Netherlands, Capelle a/d IJssel Dredging & Port Construction, Offshore Marine, Merchant Shipping

Netherlands, Hoofddorp Discipline Engineering & Project Controls, Platforms & Jack Ups, Production & Maintenance

Netherlands, Urk Dredging & Port Construction

Netherlands, Vlissingen Renewables

Cyprus, Limassol Dredging & Port Construction, Offshore Marine, Merchant Shipping

Latvia, Riga Dredging & Port Construction, Offshore Marine, Merchant Shipping, Platforms & Jack Ups

Norway, Stavanger Drilling & Well Services, Platforms & Jack Ups

Spain, Vic Seismic & Electromagnetic, Marine Environmental

Ukraine, Odesa Platforms & Jack Ups, Production & Maintenance, Dredging & Port Construction, Offshore Marine, Merchant Shipping

United Kingdom, Bristol Renewables, Management & QC

United Kingdom, Newquay Offshore Survey & Construction, ROV, Diving & Inspection

United Kingdom, Aberdeen Drilling & Marine

Oceania

Australia, Perth Energy, Marine & Catering

New Zealand, New Plymouth Energy, Marine & Catering

South America

Brazil, Rio de Janeiro Production & Maintenance, Platforms & Jack Ups, Discipline Engineering & Project Controls, Drilling, Offshore Marine, Dredging & Port Construction, Offshore Survey & Construction

United States

Houston, Texas Energy & Marine

Massachusetts, Boston Energy & Renewables

==Sponsorship==
Sports

- Alpe d'HuZes.

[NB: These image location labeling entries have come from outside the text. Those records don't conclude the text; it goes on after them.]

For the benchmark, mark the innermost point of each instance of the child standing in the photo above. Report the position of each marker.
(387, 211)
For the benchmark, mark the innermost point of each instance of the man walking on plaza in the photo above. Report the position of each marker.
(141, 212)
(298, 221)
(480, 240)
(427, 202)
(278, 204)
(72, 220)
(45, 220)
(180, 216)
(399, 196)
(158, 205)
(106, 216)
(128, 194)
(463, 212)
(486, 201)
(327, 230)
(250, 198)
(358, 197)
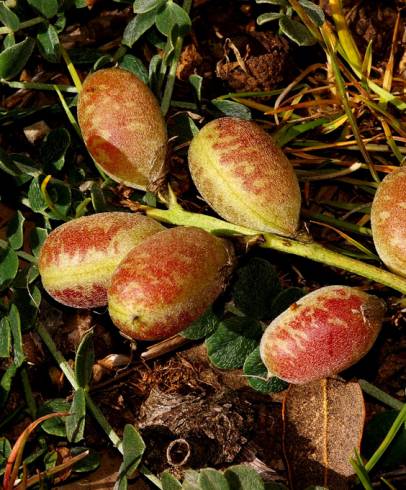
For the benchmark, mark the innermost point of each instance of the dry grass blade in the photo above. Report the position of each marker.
(323, 423)
(295, 82)
(351, 118)
(388, 76)
(15, 458)
(52, 471)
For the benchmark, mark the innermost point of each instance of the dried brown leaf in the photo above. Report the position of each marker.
(323, 424)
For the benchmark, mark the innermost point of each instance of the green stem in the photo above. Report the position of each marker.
(380, 395)
(345, 225)
(94, 409)
(39, 86)
(177, 216)
(23, 25)
(364, 480)
(29, 398)
(170, 83)
(397, 424)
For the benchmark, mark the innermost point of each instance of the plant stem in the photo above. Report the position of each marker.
(177, 216)
(380, 395)
(170, 83)
(361, 230)
(94, 409)
(397, 424)
(39, 86)
(29, 398)
(23, 25)
(71, 68)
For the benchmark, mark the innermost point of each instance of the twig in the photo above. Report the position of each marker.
(161, 348)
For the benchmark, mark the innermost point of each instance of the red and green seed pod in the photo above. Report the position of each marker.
(79, 257)
(325, 332)
(168, 281)
(244, 176)
(122, 126)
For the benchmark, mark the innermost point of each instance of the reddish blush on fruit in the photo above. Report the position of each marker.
(325, 332)
(168, 281)
(244, 176)
(123, 127)
(78, 258)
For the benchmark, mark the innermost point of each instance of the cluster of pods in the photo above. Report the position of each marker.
(156, 280)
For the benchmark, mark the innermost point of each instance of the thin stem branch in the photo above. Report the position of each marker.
(39, 86)
(380, 395)
(29, 398)
(170, 83)
(397, 424)
(311, 250)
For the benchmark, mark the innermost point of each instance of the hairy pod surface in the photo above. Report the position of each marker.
(168, 281)
(122, 126)
(244, 176)
(388, 221)
(325, 332)
(78, 258)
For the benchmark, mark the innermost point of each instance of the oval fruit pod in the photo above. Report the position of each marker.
(244, 176)
(168, 281)
(78, 258)
(388, 221)
(123, 127)
(325, 332)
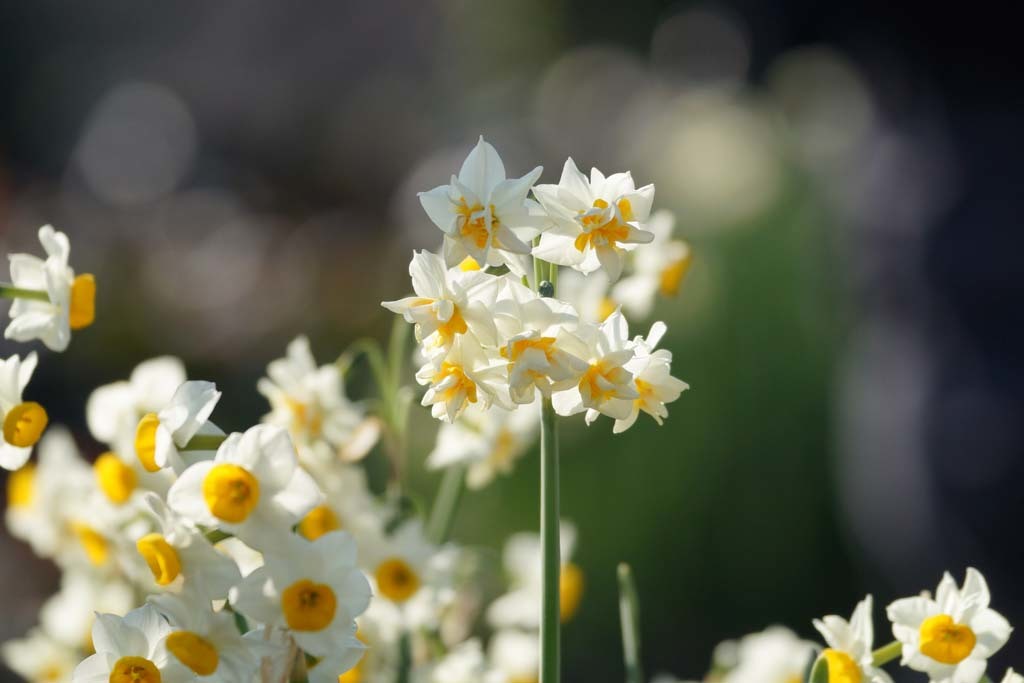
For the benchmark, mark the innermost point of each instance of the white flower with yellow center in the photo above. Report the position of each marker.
(849, 652)
(520, 606)
(606, 386)
(488, 441)
(313, 589)
(950, 637)
(181, 432)
(448, 303)
(482, 213)
(658, 268)
(130, 649)
(651, 372)
(203, 642)
(178, 553)
(24, 422)
(253, 488)
(596, 220)
(467, 374)
(64, 301)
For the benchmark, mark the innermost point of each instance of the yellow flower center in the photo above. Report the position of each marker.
(396, 581)
(95, 546)
(194, 651)
(944, 640)
(842, 668)
(134, 670)
(308, 606)
(321, 520)
(570, 583)
(161, 556)
(22, 486)
(82, 310)
(145, 441)
(230, 493)
(24, 424)
(116, 479)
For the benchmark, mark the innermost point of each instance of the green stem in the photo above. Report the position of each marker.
(446, 503)
(11, 292)
(629, 616)
(550, 547)
(887, 653)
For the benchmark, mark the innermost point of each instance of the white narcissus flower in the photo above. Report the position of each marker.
(448, 303)
(596, 220)
(204, 642)
(849, 652)
(130, 649)
(950, 637)
(24, 422)
(483, 214)
(314, 589)
(161, 437)
(72, 299)
(253, 488)
(658, 268)
(651, 372)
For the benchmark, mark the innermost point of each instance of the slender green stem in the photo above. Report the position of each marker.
(11, 292)
(550, 547)
(446, 504)
(887, 653)
(629, 616)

In 2012, Atlas Professionals made its debut at the event. Over 35,000 Euros were collected for the Dutch Cancer Society. The year after, the company collected more than 50,000 for the charity fund.
- AZ. The role of René Neelissen (member of Atlas Professionals' Executive Committee) as chairman of AZ's Supervisory Board, led to Atlas' sponsorship of this Dutch football club. Since 2013, the company has seats within the AZ Offshore Energy Business Unit.
- Harlingen-Terschelling Sloepenroeirace. This yearly rowing event takes place on the Dutch Waddenzee. For more than 30 years, Atlas Professionals sponsors both the event, and the STC rowing team from the Maritime Academy in Rotterdam.
- North Sea Energy Soccer Cup. Various companies within the oil and gas industry come together on this yearly soccer event. Atlas Professionals started sponsoring the Cup in 2013.
- Sliedrecht Sport, first female A-league team. In 2012, and 2013, the female team of Sliedrecht Sport won the Dutch championships. Atlas Professionals started sponsoring the team in 2013.

Other
- Stichting Pastoraat Werkers Overzee. Atlas financially supports this foundation that focuses on improving the wellbeing of Dutch employees who works overseas.